In reality, there is even dissent amongst both current and former IPCC scientists. According to a 2007 U.S. Senate report from the Committee on Environment and Public Works, more than 400 scientists have disputed IPCC anthropogenic global-warming claims. 17 Unfortunately, due to the fundamentalist dynamics I explore in my previous posts, these scientists have been either censored or censured. Dr. Nathan Paldor, Professor of Dynamical Meteorology and
Physical Oceanography at the Hebrew University of Jerusalem, made the following observation about this repressiveness: “Many of my colleagues with whom I spoke share these views and report on their inability to publish their skepticism in the scientific or public media,” Paldor wrote. 18 And this intimidation goes beyond the pale of rationale disagreement, morphing into a form of political bullying. Consider the following email excerpt written by Michael T. Eckhart, president of the environmental group the American Council on Renewable Energy (ACORE), to Marlo Lewis, senior fellow at the Competitive Enterprise Institute (CEI):
“It is my intention to destroy your career as a liar. If you produce one more editorial against climate change, I will launch a campaign against your professional integrity.
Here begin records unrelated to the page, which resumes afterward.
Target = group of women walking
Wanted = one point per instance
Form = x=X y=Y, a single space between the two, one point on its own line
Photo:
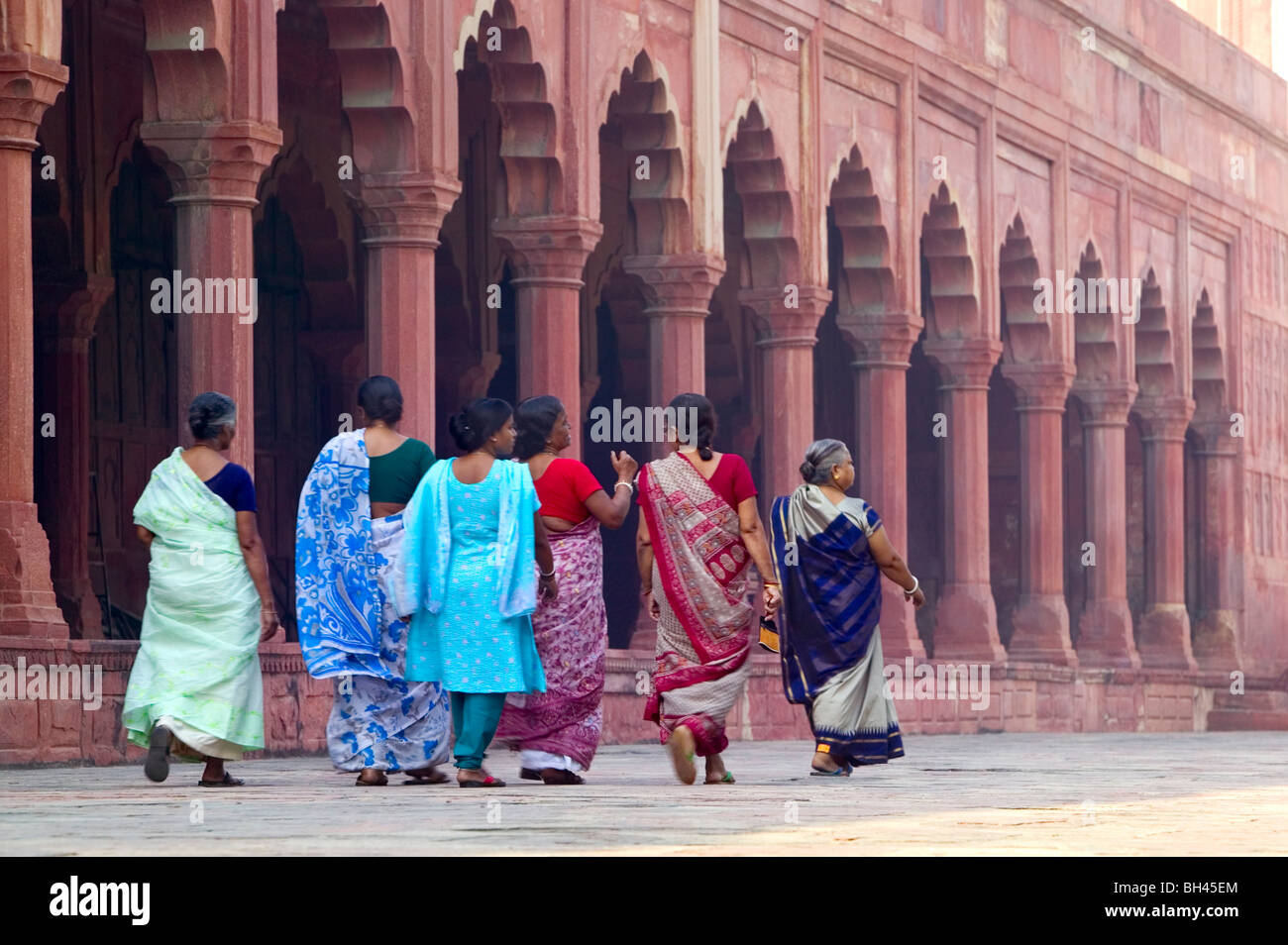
x=459 y=604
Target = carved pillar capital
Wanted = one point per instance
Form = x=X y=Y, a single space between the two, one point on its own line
x=786 y=319
x=211 y=162
x=965 y=364
x=678 y=283
x=1164 y=419
x=1041 y=386
x=29 y=85
x=404 y=207
x=1107 y=404
x=548 y=250
x=880 y=340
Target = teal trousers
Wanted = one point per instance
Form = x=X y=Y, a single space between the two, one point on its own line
x=475 y=720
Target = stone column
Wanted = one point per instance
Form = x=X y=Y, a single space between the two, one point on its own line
x=63 y=344
x=215 y=171
x=1106 y=627
x=880 y=448
x=679 y=288
x=402 y=214
x=787 y=329
x=965 y=614
x=1041 y=617
x=1216 y=632
x=1164 y=627
x=29 y=84
x=549 y=257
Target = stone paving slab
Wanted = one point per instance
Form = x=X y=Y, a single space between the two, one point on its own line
x=1206 y=793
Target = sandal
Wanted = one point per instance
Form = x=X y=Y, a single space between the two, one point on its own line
x=489 y=782
x=228 y=782
x=559 y=776
x=842 y=772
x=158 y=766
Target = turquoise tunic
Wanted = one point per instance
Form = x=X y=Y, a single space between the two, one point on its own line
x=468 y=645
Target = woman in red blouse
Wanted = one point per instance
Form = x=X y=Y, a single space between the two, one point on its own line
x=698 y=533
x=557 y=731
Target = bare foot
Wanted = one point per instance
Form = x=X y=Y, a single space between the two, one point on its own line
x=716 y=773
x=682 y=746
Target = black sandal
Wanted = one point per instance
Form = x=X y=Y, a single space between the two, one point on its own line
x=158 y=766
x=559 y=776
x=228 y=782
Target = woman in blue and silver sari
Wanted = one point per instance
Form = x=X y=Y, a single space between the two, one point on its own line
x=348 y=542
x=829 y=551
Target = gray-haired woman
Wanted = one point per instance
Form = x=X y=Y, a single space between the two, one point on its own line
x=194 y=686
x=829 y=551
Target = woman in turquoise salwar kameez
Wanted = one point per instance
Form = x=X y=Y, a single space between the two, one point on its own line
x=194 y=687
x=473 y=550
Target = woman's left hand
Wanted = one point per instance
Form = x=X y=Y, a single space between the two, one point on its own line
x=773 y=597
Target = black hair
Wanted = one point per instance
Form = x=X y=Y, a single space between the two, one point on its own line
x=477 y=421
x=706 y=415
x=210 y=413
x=535 y=419
x=380 y=398
x=820 y=459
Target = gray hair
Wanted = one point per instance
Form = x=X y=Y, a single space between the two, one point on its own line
x=820 y=459
x=210 y=413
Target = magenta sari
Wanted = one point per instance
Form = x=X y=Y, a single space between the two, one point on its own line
x=572 y=635
x=699 y=580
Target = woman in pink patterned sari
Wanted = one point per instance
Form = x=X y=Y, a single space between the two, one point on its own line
x=558 y=731
x=698 y=532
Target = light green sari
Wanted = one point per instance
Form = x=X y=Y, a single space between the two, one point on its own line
x=197 y=669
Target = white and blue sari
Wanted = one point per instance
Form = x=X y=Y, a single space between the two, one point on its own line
x=829 y=635
x=349 y=628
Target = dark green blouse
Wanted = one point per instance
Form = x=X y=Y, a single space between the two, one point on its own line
x=395 y=475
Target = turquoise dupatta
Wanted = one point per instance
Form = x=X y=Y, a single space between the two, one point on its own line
x=428 y=548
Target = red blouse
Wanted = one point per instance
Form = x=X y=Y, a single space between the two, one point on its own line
x=730 y=481
x=565 y=488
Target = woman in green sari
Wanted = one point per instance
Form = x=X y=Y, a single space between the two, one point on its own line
x=194 y=687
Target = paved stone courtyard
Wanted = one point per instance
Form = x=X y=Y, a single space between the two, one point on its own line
x=995 y=794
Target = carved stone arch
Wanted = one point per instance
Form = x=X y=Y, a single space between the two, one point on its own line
x=1209 y=374
x=866 y=282
x=1155 y=355
x=1095 y=336
x=528 y=121
x=1026 y=331
x=768 y=217
x=373 y=85
x=181 y=84
x=649 y=129
x=952 y=309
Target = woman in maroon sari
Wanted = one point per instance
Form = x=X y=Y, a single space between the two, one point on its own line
x=698 y=532
x=557 y=731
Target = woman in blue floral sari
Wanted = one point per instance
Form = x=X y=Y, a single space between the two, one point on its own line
x=829 y=551
x=348 y=541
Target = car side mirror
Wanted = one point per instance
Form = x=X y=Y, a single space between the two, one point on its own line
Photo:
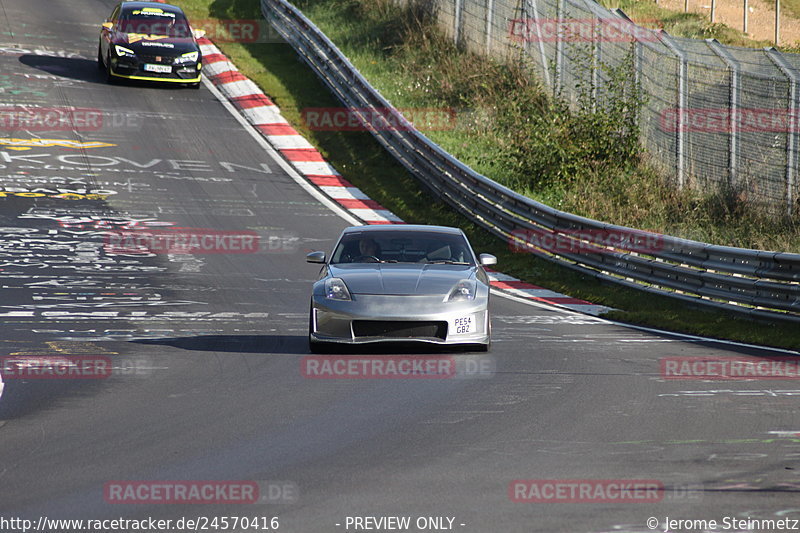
x=315 y=257
x=487 y=259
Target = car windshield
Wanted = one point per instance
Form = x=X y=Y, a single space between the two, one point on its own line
x=153 y=21
x=403 y=247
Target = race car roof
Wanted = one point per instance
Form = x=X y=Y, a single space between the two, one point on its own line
x=139 y=4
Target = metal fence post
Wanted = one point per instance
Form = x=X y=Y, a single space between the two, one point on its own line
x=683 y=89
x=637 y=46
x=539 y=39
x=457 y=20
x=489 y=17
x=791 y=138
x=733 y=106
x=559 y=47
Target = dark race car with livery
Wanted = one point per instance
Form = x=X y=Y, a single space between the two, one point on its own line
x=149 y=41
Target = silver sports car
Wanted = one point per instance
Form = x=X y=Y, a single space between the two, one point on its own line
x=392 y=283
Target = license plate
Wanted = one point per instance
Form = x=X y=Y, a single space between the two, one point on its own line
x=465 y=324
x=166 y=69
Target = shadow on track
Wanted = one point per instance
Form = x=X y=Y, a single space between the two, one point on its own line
x=66 y=67
x=84 y=70
x=266 y=344
x=293 y=345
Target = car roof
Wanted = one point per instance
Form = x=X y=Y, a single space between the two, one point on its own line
x=139 y=4
x=403 y=227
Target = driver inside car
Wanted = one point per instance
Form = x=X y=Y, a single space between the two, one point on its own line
x=369 y=248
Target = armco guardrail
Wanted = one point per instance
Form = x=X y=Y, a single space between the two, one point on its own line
x=758 y=283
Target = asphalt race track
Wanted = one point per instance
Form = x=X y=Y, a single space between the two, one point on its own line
x=207 y=350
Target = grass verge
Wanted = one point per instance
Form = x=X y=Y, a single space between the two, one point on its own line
x=276 y=69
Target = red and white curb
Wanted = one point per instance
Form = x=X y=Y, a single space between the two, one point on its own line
x=266 y=117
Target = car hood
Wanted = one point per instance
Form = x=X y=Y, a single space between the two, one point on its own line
x=155 y=44
x=401 y=278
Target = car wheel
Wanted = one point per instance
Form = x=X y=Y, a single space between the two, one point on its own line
x=109 y=76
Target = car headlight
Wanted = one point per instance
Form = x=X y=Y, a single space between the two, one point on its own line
x=462 y=291
x=335 y=289
x=122 y=51
x=189 y=57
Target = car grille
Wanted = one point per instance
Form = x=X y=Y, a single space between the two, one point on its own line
x=165 y=60
x=399 y=330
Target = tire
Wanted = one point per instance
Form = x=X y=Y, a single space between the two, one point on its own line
x=109 y=77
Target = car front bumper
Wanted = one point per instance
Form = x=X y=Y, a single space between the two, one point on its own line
x=373 y=318
x=134 y=69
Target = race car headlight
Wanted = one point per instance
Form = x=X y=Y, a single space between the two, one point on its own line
x=462 y=291
x=190 y=57
x=123 y=52
x=335 y=289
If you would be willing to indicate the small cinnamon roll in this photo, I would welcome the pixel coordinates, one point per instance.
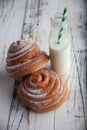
(43, 91)
(24, 58)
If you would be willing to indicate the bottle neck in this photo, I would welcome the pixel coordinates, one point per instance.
(56, 25)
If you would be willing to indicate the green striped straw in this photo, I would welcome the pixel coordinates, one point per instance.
(63, 20)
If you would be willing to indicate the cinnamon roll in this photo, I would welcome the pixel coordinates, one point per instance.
(24, 58)
(43, 91)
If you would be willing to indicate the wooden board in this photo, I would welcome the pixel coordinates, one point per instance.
(34, 23)
(11, 22)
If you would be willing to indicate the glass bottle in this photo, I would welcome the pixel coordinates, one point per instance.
(59, 51)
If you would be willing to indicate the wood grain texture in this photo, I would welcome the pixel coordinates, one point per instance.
(11, 22)
(72, 115)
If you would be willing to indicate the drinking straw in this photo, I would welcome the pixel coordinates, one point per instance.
(63, 21)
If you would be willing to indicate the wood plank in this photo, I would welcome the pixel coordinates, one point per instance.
(72, 114)
(11, 21)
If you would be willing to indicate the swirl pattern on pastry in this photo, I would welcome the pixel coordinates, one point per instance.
(43, 91)
(24, 58)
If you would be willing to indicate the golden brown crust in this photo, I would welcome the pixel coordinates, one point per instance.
(43, 91)
(24, 58)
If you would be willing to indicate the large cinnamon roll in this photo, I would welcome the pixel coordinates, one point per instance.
(43, 91)
(24, 58)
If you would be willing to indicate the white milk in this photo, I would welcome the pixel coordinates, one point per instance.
(60, 57)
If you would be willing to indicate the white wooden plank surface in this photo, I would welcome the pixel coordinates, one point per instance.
(11, 22)
(72, 115)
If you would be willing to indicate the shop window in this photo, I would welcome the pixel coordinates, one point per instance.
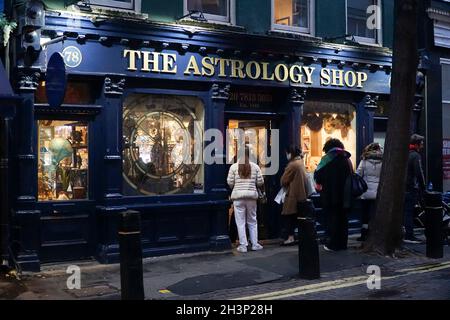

I will call you a liar and charlatan to the Harvard community of which you and I are members. I will call you out as a man who has been bought by Corporate America. Go ahead, guy. Take me on." 19
This perception was also echoed by Chylek, who has stated the following in an open letter to the climate research community: “For me, science is the search for truth, the never-ending path towards finding out how things are arranged in this world so that they can work as they do. That search is never finished. It seems that the climate research community has betrayed that mighty goal in science. They have substituted the search for truth with an attempt at proving one point of view. It seems that some of the most prominent leaders of the climate research community, like prophets of Old Israel, believed that they could see the future of humankind and that the only remaining task was to convince or force all others to accept and follow.” 20
Now amaybe everyone of the scientists I have mentioned are merely charlatans and toadies for Big OIL and Coal (impossible), and maybe Mr. Eckhart is nothing more than a shill for “Corporate America.” Or possibly he is just a citizen concerned about the economic fallout of proposed climate-change legislation. But it really doesn’t matter. Since when did the way we conduct science and communicate it’s myriad findings devolve into a frenzy of punitive retaliation rather than vigorous, healthy dissension and debate? Since when did the meaning of consensus become so meaningless? And since when is an organization such as the IPCC, which has been shrouded in controversy and is also under pressure to capture grant money, so morally superior for those that speak up for the economic interest of companies that could be irreparably damaged by ill-conceived schemes such as cap and trade? The bottom line is we need large, multifaceted long-scale studies based on a multitude of data with no intention of finding a particular cause; rather, the data should speak for itself in the most objective terms possible. This should then be followed by intense analysis and spirited debate. Anything less is a disservice to the public and a blow to the democratic process. And, if we are going to castigate people for their ties to money, then let us do so. But the path does not lead us back to the IPCC, for in reality, they are just a puppet for the puppet masters in Washington D.C. However, these waters are treacherous and deep, so I will defer exploring them in depth on the next installment of my blog.